Comme lors de sa première mission pour le CICR, Vatche s’intègre aisément à la vie de la délégation de Bagdad et s’y fait vite beaucoup d’amis. Bon communicateur, il est soucieux de créer un environnement de travail stimulant pour les membres de son équipe, au bien-être de laquelle il veille en permanence. Le fait qu’il parle couramment l’arabe est en outre un atout considérable. Lorsque ses collègues ont besoin d’un traducteur pour les opérations de rapatriement ou les visites de centres de détention, il répond à chaque fois présent. Sur son bureau trône en évidence un bulldozer miniature, comme pour lui rappeler la mission qui est la sienne et la nécessité de foncer sans jamais reculer devant les obstacles.

 

Tandis que la menace de la guerre plane sur l’Irak, Vatche accepte de prolonger son contrat et choisit de rester sur place auprès des membres de son équipe. Pas question de se défiler : il y a encore beaucoup à faire et la population irakienne a besoin d’eux. Lorsque la guerre éclate, le 20 mars 2003, il est parmi les rares collaborateurs expatriés du CICR à ne pas avoir quitté le pays. Le 8 avril, Bagdad est le théâtre d’intenses combats, les forces de la coalition menée par les États-Unis ayant lancé une offensive d’envergure pour le contrôle de la capitale. Après une longue journée de travail, Vatche propose à l’un de ses collègues de le ramener chez lui, à l’autre bout de la ville ; juste pour lui rendre service. En chemin, leur véhicule, clairement marqué du logo du CICR, se retrouve pris entre des feux croisés. Vatche est mortellement touché. À 48 ans, il s’en va avec, sur le dos, le t-shirt de la Croix-Rouge canadienne dont il ne se séparait jamais. Son collègue survit, mais une dizaine de civils sont tués dans l’incident, dans lequel plusieurs autres véhicules se retrouvent aussi impliqués.
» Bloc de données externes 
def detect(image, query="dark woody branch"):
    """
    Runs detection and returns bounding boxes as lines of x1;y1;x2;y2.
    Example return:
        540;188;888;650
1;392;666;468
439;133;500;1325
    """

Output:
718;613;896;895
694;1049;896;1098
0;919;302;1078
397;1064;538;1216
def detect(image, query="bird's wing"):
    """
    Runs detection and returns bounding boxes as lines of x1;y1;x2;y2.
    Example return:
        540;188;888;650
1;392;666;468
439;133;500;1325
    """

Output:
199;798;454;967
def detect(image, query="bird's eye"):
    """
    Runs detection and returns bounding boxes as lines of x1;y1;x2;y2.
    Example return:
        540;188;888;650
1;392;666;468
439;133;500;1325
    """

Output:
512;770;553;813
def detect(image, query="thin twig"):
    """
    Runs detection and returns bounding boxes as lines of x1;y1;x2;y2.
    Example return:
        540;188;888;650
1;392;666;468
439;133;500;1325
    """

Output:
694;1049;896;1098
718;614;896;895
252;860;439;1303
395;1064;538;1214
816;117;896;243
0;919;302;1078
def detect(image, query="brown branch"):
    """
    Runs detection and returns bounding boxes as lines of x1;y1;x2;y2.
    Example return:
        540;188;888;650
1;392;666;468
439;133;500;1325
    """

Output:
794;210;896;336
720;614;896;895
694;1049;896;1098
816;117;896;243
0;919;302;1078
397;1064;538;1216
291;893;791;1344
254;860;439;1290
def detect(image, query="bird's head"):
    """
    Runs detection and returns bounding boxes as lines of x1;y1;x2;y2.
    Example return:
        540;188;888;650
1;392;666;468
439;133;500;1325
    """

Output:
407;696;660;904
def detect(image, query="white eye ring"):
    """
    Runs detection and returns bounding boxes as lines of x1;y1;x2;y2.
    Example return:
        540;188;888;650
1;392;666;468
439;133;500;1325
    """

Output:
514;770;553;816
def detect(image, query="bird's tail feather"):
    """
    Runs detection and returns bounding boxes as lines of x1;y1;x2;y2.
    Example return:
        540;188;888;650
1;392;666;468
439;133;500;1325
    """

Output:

La ville tombe le jour suivant.

 

Kate Wood, vice-présidente de la Croix-Rouge canadienne, dira à la cérémonie organisée en sa mémoire que Vatche « incarnait l’esprit et les valeurs fondamentales à la fois du Canada et du Mouvement international de la Croix-Rouge et du Croissant-Rouge ». Et de conclure : « Si nous ne retenions que trois qualités pour décrire cet humanitaire dans l’âme, ce serait avant tout la sympathie, l’humilité et la compassion. »

 

Une stèle à la mémoire de Vatche a été inaugurée à la délégation du CICR à Bagdad en mai 2003.

Le CICR en
Irak, 2003

Fin mars 2003, une force militaire de coalition dirigée par les États-Unis envahit l’Irak et occupe provisoirement le pays après avoir provoqué la chute du gouvernement du président Saddam Hussein. Le 1er mai, les forces de la coalition annoncent la fin des opérations de combat à grande échelle. Cependant, vers la fin de l’année, ces mêmes forces sont la cible d’attaques armées de plus en plus nombreuses. Dans ce contexte, les activités d’assistance en Irak subissent un grave revers, lorsqu’une série d’attaques délibérées font plusieurs morts dans les rangs des humanitaires. Le CICR perd quatre collaborateurs, dont Vatche, dans trois incidents distincts. De nombreuses organisations de secours se retirent du pays, mais le CICR décide de poursuivre sa mission humanitaire. Les risques qui prévalent contraignent cependant l’institution à réduire temporairement ses effectifs et à revoir ses modes opératoires.

 

Cette année-là, au plus fort du conflit, la priorité est donnée à l’approvisionnement en matériel médical de 65 hôpitaux urbains et à la maintenance d’installations vitales d’eau, d’assainissement et d’électricité, dont dépendent des millions de personnes dans le pays. Le CICR fournit également des vivres, de l’eau et des abris aux personnes déplacées ainsi qu’aux institutions sociales telles que les orphelinats et les foyers accueillant des personnes âgées et des handicapés. Les délégués du CICR rendent visite à plus de 11 000 prisonniers de guerre et internés civils. Par ailleurs, un mécanisme est mis en place pour permettre aux membres des milliers de familles dispersées par le conflit de rétablir le contact avec leurs proches.